Thursday, December 3, 2020

Sharing three sons' NaGaDeMon experiences

This is my final post in my series (1, 2, 3) for National Game Design Month 2020. Like last year, I was not the only person in my family who was working on NaGaDeMon projects. My three older sons each worked on projects, and two of them saw these through to completion. I encouraged each to write a reflection about the experience and worked with them on the structure and form of a good reflection.

I am proud of their dedication, and I am pleased to share their reflections and project links below.

#1 Son (13) Project: Sprite


Reflection:

I wanted to make a multiplayer game that my brothers and I could play together over the Steam Link. I knew I wanted there to be spinning swords and the NaGaDeMon as the final boss. I also wanted to make the game in Godot.

This was the first project in which I used the Light2D node, and I think that it worked out quite nicely. The light node requires a texture as an emission shape, so I had to make a circular image that faded into oblivion at the edges. Initially, I tried using Gimp, but couldn't figure out how to make what I wanted. I went back to Piskel and made a suboptimal image there. Because Piskel is a pixel-based editor, I was only able to make concentric rings with the alpha value increasing towards the center instead of a smooth gradient. The bright side is that I learned how to make colors translucent in piskel, which is something I must have done accidentally before and didn’t know how to undo.

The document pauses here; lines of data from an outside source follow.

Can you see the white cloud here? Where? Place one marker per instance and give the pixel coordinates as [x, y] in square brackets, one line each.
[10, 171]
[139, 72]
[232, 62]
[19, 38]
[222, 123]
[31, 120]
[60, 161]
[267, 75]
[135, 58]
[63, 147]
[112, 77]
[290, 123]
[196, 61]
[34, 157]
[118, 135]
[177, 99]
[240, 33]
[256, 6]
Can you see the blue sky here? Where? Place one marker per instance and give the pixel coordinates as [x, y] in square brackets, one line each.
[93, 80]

Because I wanted to be able to play my game over Steam, I had to export it to a Windows executable and then add it to the Steam interface, which were both new to me. I never got the casting to steam link to work quite right, but I think it was a problem with the steam link and not my code, because it works well on the computer directly. I had trouble with the enemies spawning inside of walls, so I learned how to make a raycast via accessing the game physics and get the collision point where I then could spawn the enemy.

I wasn’t able to make the sword spinning work perfectly until the very end of the month. I initially had it set up so that if you moved the stick right, the sword rotated counter-clockwise, and when you moved it left, it rotated clockwise. That worked well, but it was hard to control. Then I changed it to having the sword point in the direction the stick is pointing.

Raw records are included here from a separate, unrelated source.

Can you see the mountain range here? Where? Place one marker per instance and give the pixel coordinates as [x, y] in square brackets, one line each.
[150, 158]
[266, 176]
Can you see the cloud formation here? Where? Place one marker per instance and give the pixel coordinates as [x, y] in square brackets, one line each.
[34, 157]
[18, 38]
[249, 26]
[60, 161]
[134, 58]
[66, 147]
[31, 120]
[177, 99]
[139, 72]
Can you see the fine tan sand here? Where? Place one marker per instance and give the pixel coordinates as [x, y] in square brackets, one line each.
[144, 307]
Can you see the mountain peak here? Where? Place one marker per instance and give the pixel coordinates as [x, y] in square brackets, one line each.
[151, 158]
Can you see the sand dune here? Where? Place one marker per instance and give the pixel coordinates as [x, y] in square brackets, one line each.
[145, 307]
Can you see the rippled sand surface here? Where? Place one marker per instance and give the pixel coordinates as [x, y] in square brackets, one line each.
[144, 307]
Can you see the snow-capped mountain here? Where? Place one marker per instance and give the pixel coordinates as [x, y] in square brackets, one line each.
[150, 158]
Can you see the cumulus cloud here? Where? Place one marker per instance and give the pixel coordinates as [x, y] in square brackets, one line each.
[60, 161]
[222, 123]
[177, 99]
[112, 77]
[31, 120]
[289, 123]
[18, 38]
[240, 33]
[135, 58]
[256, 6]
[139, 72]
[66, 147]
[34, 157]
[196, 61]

Many of my variable names were repetitive and/or vague and had inconsistent privacy (in Godot, an underscore in front of the variable name), which made it hard to tell at a glance what was going on and made it hard to remember which variables were which. I also used a lot of serial if statements, which are really hard to read when there is more than one condition or it’s inside of some other function. I did learn something else cool, which was how to typehint a function return (In Godot it is [-> variable type] at the end of the function before the colon).

If I were to do it again, I would ask how to make a better light image in Gimp instead of making something in Piskel. I should export more of my values to variables so that my code is more readable. I would also make the enemy-spawning lightning bolts extend to where the enemy is being spawned, rather than being a static length. I wanted to make the final boss have multiple lives and attack methods, but never got around to that.

I had a problem with my sword rotating towards the direction the stick is pointing. My code was basically “if value > current_value, rotate counterclockwise. Else, rotate clockwise.” Dad pointed out that if value = 360 and current_value = 1, the sword would rotate the 360 degrees counterclockwise instead of one degree clockwise because value is greater than current_value. Dad found a piece of code that was totally beyond my comprehension, but worked perfectly. I would like to learn more about radians for my next rotation project, because when we incorporated the code from the internet, we had some trouble with mixed degrees and radians.

I had a lot of fun making this game, and I learned some neat things as well. I look forward to incorporating them into other projects.

The code for the seamless rotation is here: https://godotengine.org/qa/41043/lerping-angle-while-going-trought-shortest-possible-distance

#2 Son (10) Project: The Magic Amulet

Reflection:
Hi! I am writing this reflection on The magic amulet, my NaGaDeMon game. I had four main goals going into this project: I wanted to make a backstory, I wanted the character to wield some kind of weapon that can spin, I wanted to make death animations, and I wanted the enemy spawners to go with the back story. I managed to incorporate all of those into my game.

I had a lot of fun creating the art for The magic amulet. The kobold knight was some thing I have been wanting to put into a game for a while now, and I like the animation I put on his cape. I had a lot of fun with the animation on the enemy chaos wisps.

This is my second NaGaDeMon project, my inspiration for this game actually came from another one of my construct games. The magic amulet is not finished because I got tired of working on it and decided I would like to start a new game. thank you for reading this reflection on my game.

#3 Son (8) Project: Keep


Reflection:
The layout went pretty well, But I had some trouble with the guy.

I learned some new coding techniques like: making two layouts use the same event sheet, making you pick up things, and making your money show up on the screen.

Next time I would make the enemy move on the screen.

Something I would do differently next time is: I would make the enemy move on the screen.
Dad's Note: This son had done a project last year too, but was interested neither in writing about it nor releasing it. This year, he was excited to be a full participant. To help with his reflection, I gave him the same kind of format I give my university students during sprint reviews: What went well? What did you learn? What would you do differently? What still puzzles you? You can see echoes of these questions in the structure of his response.